Неслышно, молча они вышли из дому. Переулок спал, небо было предрассветное, тусклое. Длинной казалась улица, брел вдалеке одинокий прохожий. Прошла какая-то женщина, - что подняло ее так рано? А вот идет солдат. Шинель серая, за плечами мешок, в руке чемодан. Идет медленно, будто насквозь пропыленный, будто ощупывая мостовую ногами в этот предрассветный час. Перешел улицу и зашагал им навстречу все той же усталой солдатской походкой. И вдруг, сама не зная, что говорит, Саша позвала:
- Митя!
Упал чемодан из рук, скользнул мешок с плеч. Митя бежал ей навстречу, и она ушла в тепло его рук, щека прижалась к шершавому сукну шинели.
- Ты? Ты! - говорил Митя. - Это ты!
Он отодвинул ее от себя, вгляделся в лицо, погладил пыльной рукой ее щеки. Потом, опомнившись, подошел к старухе, угрюмо стоявшей в стороне, обнял крепко, поцеловал.
- Иди. Спасибо. Я сам отведу ее. Пойдем, Сашенька...Новую девочку назвали Катей. Она родилась 20 сентября сорок второго года.

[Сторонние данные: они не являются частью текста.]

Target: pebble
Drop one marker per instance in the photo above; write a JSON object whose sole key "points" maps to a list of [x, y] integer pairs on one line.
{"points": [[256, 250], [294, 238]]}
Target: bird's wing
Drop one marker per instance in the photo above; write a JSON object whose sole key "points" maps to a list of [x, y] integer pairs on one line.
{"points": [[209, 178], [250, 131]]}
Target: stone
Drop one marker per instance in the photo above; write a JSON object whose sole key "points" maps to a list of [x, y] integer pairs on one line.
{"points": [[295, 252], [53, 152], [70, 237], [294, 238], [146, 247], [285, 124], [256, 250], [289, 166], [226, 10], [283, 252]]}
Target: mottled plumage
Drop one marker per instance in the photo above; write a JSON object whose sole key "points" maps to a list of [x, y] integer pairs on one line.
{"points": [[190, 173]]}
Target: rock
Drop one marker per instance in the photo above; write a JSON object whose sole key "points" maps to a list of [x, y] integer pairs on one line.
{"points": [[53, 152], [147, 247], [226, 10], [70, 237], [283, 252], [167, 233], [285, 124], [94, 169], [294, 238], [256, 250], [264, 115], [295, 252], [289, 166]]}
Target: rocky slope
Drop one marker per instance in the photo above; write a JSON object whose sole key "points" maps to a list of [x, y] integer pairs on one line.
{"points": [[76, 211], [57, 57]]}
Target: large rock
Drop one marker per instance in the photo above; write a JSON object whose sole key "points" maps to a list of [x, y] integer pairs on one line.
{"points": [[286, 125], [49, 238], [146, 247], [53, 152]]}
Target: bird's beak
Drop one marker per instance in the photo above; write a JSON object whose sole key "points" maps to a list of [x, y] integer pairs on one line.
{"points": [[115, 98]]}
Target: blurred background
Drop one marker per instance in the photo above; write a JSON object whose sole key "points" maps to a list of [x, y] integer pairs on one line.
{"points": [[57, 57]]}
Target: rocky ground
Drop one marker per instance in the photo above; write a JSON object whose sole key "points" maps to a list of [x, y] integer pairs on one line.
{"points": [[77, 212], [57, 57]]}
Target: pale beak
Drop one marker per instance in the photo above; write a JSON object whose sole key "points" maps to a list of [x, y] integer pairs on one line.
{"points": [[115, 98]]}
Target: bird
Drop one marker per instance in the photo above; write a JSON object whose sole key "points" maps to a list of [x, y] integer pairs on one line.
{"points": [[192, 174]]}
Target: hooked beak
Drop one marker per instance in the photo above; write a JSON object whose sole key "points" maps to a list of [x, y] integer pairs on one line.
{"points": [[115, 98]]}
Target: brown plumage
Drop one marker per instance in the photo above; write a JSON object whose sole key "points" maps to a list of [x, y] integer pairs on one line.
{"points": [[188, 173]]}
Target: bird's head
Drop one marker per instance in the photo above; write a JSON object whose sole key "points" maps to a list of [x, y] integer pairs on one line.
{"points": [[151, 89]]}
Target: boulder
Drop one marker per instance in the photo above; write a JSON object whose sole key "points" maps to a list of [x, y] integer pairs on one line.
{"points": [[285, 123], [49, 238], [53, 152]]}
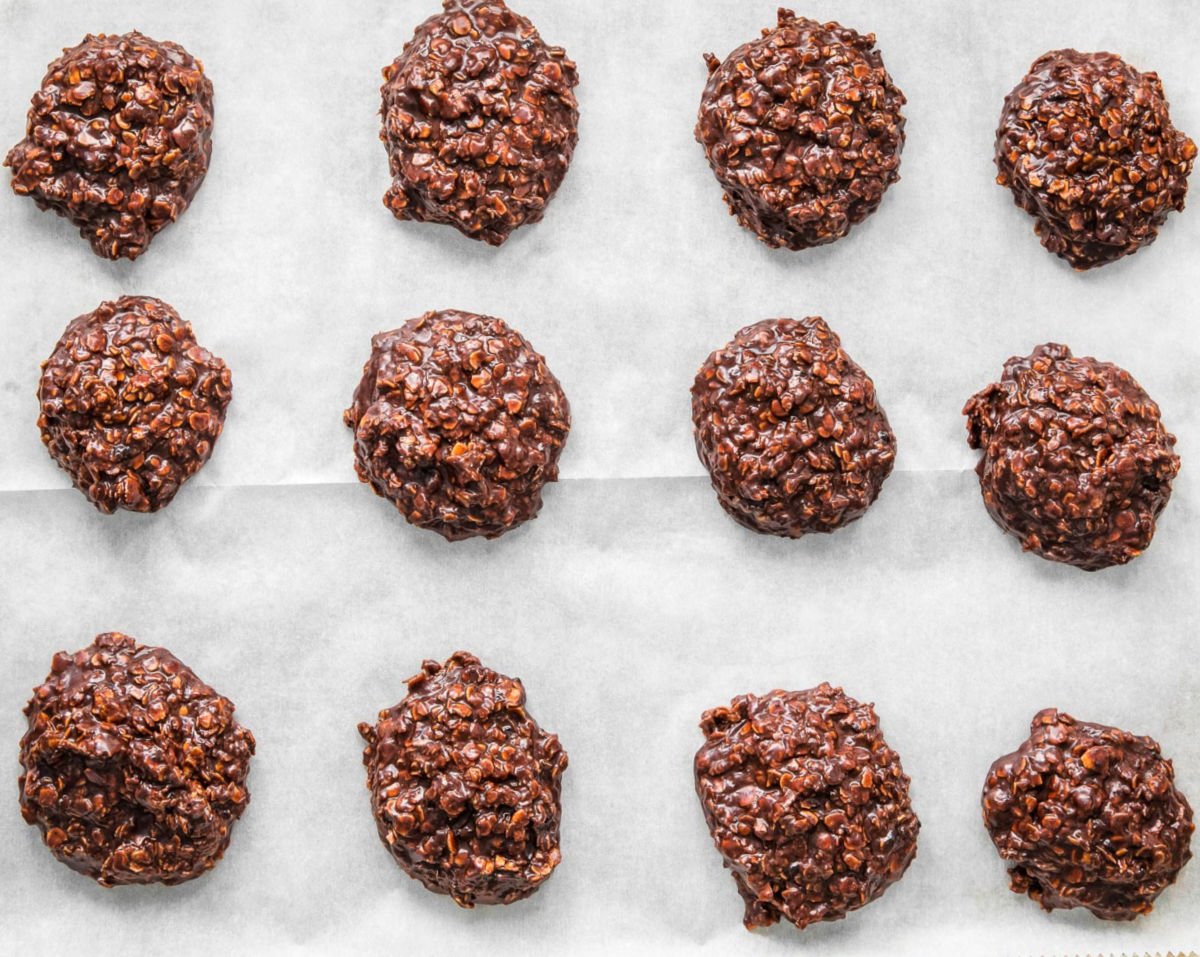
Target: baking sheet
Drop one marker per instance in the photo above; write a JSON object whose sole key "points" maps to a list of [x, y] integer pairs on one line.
{"points": [[633, 603]]}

- Она тебе не нравится? - спросила Саша.
Митя стоял над корзиной, в которой спала Катя, и глядел на нее задумчиво и пристально.

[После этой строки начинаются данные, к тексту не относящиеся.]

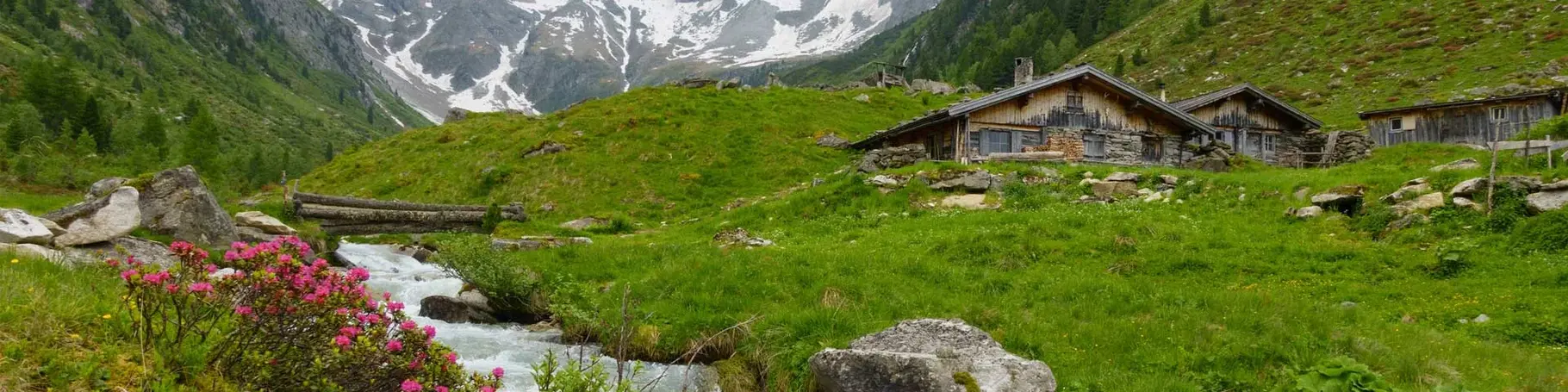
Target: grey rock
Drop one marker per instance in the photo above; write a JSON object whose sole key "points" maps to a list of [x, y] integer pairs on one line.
{"points": [[252, 234], [262, 221], [1114, 189], [1308, 212], [122, 248], [452, 311], [833, 141], [1546, 201], [891, 157], [585, 223], [116, 218], [17, 226], [30, 252], [176, 202], [924, 355], [1459, 165], [104, 187], [1123, 176], [1342, 200]]}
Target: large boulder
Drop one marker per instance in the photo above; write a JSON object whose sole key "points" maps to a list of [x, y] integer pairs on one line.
{"points": [[176, 202], [1344, 200], [104, 187], [977, 181], [262, 223], [929, 357], [1114, 189], [17, 226], [891, 157], [118, 217], [452, 311], [122, 248]]}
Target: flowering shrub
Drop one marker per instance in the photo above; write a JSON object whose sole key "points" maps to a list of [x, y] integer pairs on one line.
{"points": [[275, 322]]}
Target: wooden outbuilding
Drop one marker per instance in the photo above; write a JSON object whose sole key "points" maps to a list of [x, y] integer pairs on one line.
{"points": [[1084, 113], [1466, 121], [1254, 122]]}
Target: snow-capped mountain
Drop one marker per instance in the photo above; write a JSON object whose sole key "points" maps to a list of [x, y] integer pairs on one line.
{"points": [[541, 55]]}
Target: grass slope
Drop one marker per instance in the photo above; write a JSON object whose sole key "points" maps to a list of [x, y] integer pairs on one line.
{"points": [[1338, 57], [1219, 292], [650, 154]]}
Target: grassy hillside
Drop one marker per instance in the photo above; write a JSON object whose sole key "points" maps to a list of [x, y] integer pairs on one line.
{"points": [[1219, 292], [1335, 57], [278, 87], [965, 41], [651, 154]]}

- Она тебе не нравится? - повторила Саша.
- Мне жалко ее, - ответил Митя.
И правда, Катю было жалко: худая, тощая, смуглая до синевы и нисколько не красивая. Она бессмысленно ворочала глазами и шевелила слабыми ручками, похожими на куриные лапки. Она была куда спокойнее, чем Аня в ее возрасте, но, может, ей просто не хватало сил для крика.
Катя была истая местная уроженка: смуглая, черноглазая. Это понимали даже москиты. Они нещадно кусали всех, но Катю не трогали.
- Хорош девочка, наш, - говорил Мухамеджанов и добавлял, подмигивая:
- Мать на узбеков глядел, узбек и родился.
Катя вечно хотела спать. Молока не хватало, ее прикармливали молочной смесью, которую приносили из детской консультации. И Аня говорила:
- Мама, дай я тоже попробую.
- Тебе нравится твоя сестренка? - спрашивали Аню.
- Очень, - отвечала Аня. Она с удивлением и любопытством разглядывала Катины руки и ноги. Трогала голову, осторожно целовала в щеку. Запрещала Юре и Сереже дотрагиваться до Кати:
- Это моя сестра. Она маленькая.
У Анисьи Матвеевны появились слова, которых от нее прежде не слыхивали. Ее суровое лицо теплело только тогда, когда она глядела на Катю.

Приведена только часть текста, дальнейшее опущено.